Park J D, Yongsawatdigul J, Choi Y J, Park J W
Seafood Research Center, Oregon State University, 2001 Marine Drive 253, Astoria, OR 97103, USA.
J Food Sci. 2008 Apr;73(3):C191-7. doi: 10.1111/j.1750-3841.2008.00691.x.
Biochemical and conformational changes of purified sardine myosin were investigated at various pHs. The purity of myosin, as determined by SDS-PAGE, was approximately 94.6%. One major band at 205 kDa, corresponding to myosin heavy chain, and 3 light chains at 31, 24, and 23 kDa were observed on the SDS-PAGE gel. The greatest myosin protein solubility was observed at pH 7 and remained constant up to pH 11. Sardine myosin showed no solubility at pHs 2.5 to 5.0. Three endothermic peaks were obtained for samples prepared at pHs 7 and 10, while no peaks were shown for pH 2 samples, indicating chemical denaturation of myosin occurred before thermal treatment. The greatest Ca(2+)-ATPase activity was observed at pH 7, while no activity was observed between pHs 2 and 5 and at pH 11. Total sulfhydryl content was not measured at pHs 2.5 to 4 while the greatest measure was obtained for samples at pH 5.5. Surface hydrophobicity was not detected from pHs 2.5 to 5.0; thereafter the content remained consistent through pH 11. Storage modulus, indicating the elastic element of myosin gels, was minimally affected at pH 2, indicating myosin was chemically denatured before the temperature sweep treatment. However, at pH 10, the thermal exposure of myosin, as evidenced by dynamic thermograms with deeper valleys at 40 to 60 degrees C, was noted, indicating myosin was not damaged by adjustment to pH 10 and therefore was still able to undergo thermal gelation.

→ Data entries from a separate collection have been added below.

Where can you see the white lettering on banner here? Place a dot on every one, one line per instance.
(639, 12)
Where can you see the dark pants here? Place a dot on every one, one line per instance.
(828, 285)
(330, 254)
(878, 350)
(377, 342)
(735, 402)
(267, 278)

研究了在不同pH值下纯化的沙丁鱼肌球蛋白的生化和构象变化。通过SDS-PAGE测定,肌球蛋白的纯度约为94.6%。在SDS-PAGE凝胶上观察到一条对应于肌球蛋白重链的205 kDa的主要条带,以及3条分别为31 kDa、24 kDa和23 kDa的轻链。在pH 7时观察到最大的肌球蛋白蛋白溶解度,并且在pH 11之前保持恒定。沙丁鱼肌球蛋白在pH 2.5至5.0时不溶解。在pH 7和10制备的样品获得了三个吸热峰,而pH 2的样品未显示峰,表明肌球蛋白在热处理之前发生了化学变性。在pH 7时观察到最大的Ca(2+)-ATPase活性,而在pH 2至5和pH 11之间未观察到活性。在pH 2.5至4时未测量总巯基含量,而在pH 5.5的样品中获得了最大测量值。在pH 2.5至5.0未检测到表面疏水性;此后,含量在pH 11之前保持一致。储能模量表明肌球蛋白凝胶的弹性成分,在pH 2时受到的影响最小,表明肌球蛋白在温度扫描处理之前发生了化学变性。然而,在pH 10时,注意到肌球蛋白的热暴露,如在40至60摄氏度有更深谷的动态热分析图所示,表明肌球蛋白未因调节至pH 10而受损,因此仍能够进行热凝胶化。